Abstract 462TiP
Background
Anaplastic thyroid cancer (ATC) is a rare but deadly malignancy with a historical median overall survival (OS) of 6months. Progress has been made in patients (pts) with BRAF mutated (BRAFm) ATC with dabrafenib/trametinib (DT), leading to an OS of 14.5 months. These drugs are approved in the United States and few other countries. However, options are limited for those without a BRAF mutation (BRAFwt). Presently, there are several clinical trials for ATC enrolling at MD Anderson (MDA). Participation in these trials lack diversity due to the inability of many pts to access MDA.
Trial design
GRASSROOT is a prospective, Master Observational Trial (MOT) for ATC pts who are ineligible or unable to participate in clinical trials.

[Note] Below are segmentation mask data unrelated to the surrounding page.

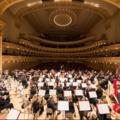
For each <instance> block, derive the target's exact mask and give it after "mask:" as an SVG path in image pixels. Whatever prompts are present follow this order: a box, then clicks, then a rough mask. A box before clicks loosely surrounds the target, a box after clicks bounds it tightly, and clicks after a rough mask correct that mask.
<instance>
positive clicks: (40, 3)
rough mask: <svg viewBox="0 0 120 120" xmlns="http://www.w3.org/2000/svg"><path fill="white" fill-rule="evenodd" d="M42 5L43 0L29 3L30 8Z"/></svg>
mask: <svg viewBox="0 0 120 120" xmlns="http://www.w3.org/2000/svg"><path fill="white" fill-rule="evenodd" d="M41 3H42V0H40V1H37V2H32V3H28V7H30V6H33V5H36V4H41Z"/></svg>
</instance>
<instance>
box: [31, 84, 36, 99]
mask: <svg viewBox="0 0 120 120" xmlns="http://www.w3.org/2000/svg"><path fill="white" fill-rule="evenodd" d="M34 94H36V88H35V85H33V86H32V87H31V90H30V96H31V98H32V96H33V95H34Z"/></svg>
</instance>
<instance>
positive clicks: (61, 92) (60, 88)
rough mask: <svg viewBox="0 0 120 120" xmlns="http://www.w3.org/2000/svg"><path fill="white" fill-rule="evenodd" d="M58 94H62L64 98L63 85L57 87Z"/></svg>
mask: <svg viewBox="0 0 120 120" xmlns="http://www.w3.org/2000/svg"><path fill="white" fill-rule="evenodd" d="M57 94H62V96H63V88H62V84H60V86H59V87H57Z"/></svg>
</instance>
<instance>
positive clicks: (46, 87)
mask: <svg viewBox="0 0 120 120" xmlns="http://www.w3.org/2000/svg"><path fill="white" fill-rule="evenodd" d="M45 90H46V93H45V94H49V86H48V85H46V87H45Z"/></svg>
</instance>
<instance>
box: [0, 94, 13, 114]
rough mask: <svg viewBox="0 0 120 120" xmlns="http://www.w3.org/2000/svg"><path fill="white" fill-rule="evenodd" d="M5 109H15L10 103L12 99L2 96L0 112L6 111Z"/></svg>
mask: <svg viewBox="0 0 120 120" xmlns="http://www.w3.org/2000/svg"><path fill="white" fill-rule="evenodd" d="M5 108H10V109H11V108H14V106H13V104H12V103H10V99H9V98H8V97H6V95H4V96H1V95H0V112H1V110H3V109H5Z"/></svg>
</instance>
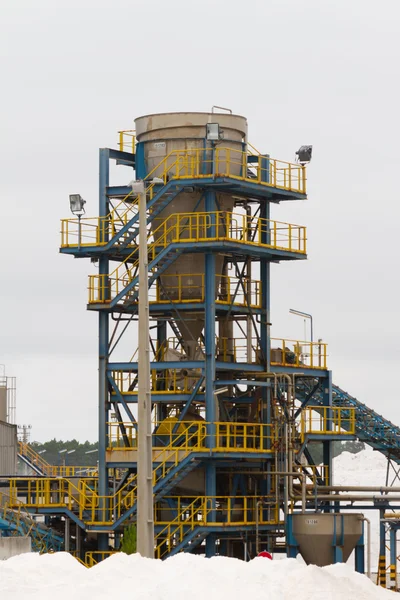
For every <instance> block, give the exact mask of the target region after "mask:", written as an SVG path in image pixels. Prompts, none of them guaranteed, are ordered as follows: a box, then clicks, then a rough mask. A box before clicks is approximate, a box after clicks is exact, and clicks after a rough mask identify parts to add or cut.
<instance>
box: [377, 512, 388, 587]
mask: <svg viewBox="0 0 400 600" xmlns="http://www.w3.org/2000/svg"><path fill="white" fill-rule="evenodd" d="M384 513H385V511H384V510H383V509H380V510H379V563H378V585H380V586H381V587H384V588H385V587H386V527H385V522H384V521H383V518H384Z"/></svg>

Patients will be offered treatment regimens with commercially available drugs in the US, Latin America, Europe, Asia, and the Middle East. The objective of this study is to gather real world comprehensive data on the median OS of ATC pts treated outside of the traditional clinical trial, with treatment regimens like what is offered on the clinical trial. Enrolling sites will consent pts and then assign treatments based on the stage and BRAF status, carrying out the treatments per MDA treatment algorithms. Treatment regimens will be modified based on availability. Pts with BRAFm ATC tumors will be treated with neoadjuvant DT and pembrolizumab (P) prior to surgery followed by either chemoradiation (for stage IVB disease) followed by DTP or continue DTP post operatively for stage IVC disease. Pts with BRAFwt ATC tumors will be offered surgery followed by chemoradiation followed by adjuvant P or lenvatinib and P for stage IVC disease. High level outcome data will be recorded in a RedCap database. The OS between patient groups will be compared with the log-rank test. Tumor mutation data and patient reported outcomes, assessed by using the MDASI-HN scale, will also be collected. To provide 90% power for a 0.67 hazard ratio, the study will enroll 459 patients over next 8 years at 14 national and international sites with an intended follow up of at least 2 years. The clinical trial was IRB at MDA approved in July 2024 and is in the process of opening other sites.
Clinical trial identification
Awaiting registration with clinical trials.gov. However, per website, given this is an observation study, it is not madatory to register.
Editorial acknowledgement
Legal entity responsible for the study
The authors.
Funding
MD Anderson- Petrick Funds.
Disclosure
R. Dadu: Financial Interests, Personal, Research Funding: Exelixis, Eisai, Merck, AstraZeneca; Financial Interests, Personal, Speaker, Consultant, Advisor: Exelixis, Bayer, Novartis. M. Zafereo: Financial Interests, Personal, Research Grant: Merck', Eli Lilly. A. Maniakas: Financial Interests, Personal, Research Funding: Jazz Rharmaceuticals, Thryv Therapeutics. N. Busaidy: Financial Interests, Personal, Speaker, Consultant, Advisor: Exelixis, Eisai. R. Ferrarotto: Financial Interests, Personal, Advisory Role: Regeneron, Prelude therapeutics, Elevar therapeutics, Coherus bioscience, Eisai, Remix Therapeutics, Sanofi/Aventis, LabCorp Drug Development, Rgenta, RAPT Therapuetics; Financial Interests, Institutional, Research Funding: Merck, Pfizer/ EMD soreno, Ayala Pharmaceuticals, Prelude therapeutics, ISA pharmaceuticals, Viracta therapeutics, Gilead Sciences, Seagen, Remix. M.E. Cabanillas: Financial Interests, Personal, Advisory Board, clinical trial planning: Thryv; Financial Interests, Personal, Advisory Board, advising on patient education materials: Novartis; Financial Interests, Personal, Advisory Board: Exelixis, Bayer; Financial Interests, Personal, Invited Speaker: Endocrine Society; Financial Interests, Institutional, Local PI, Grant funding for clinical trial: Genentech; Financial Interests, Institutional, Local PI, Grant funding for clinical trials: Merck; Non-Financial Interests, Personal, Member of Board of Directors: American Thyroid Associaion. All other authors have declared no conflicts of interest.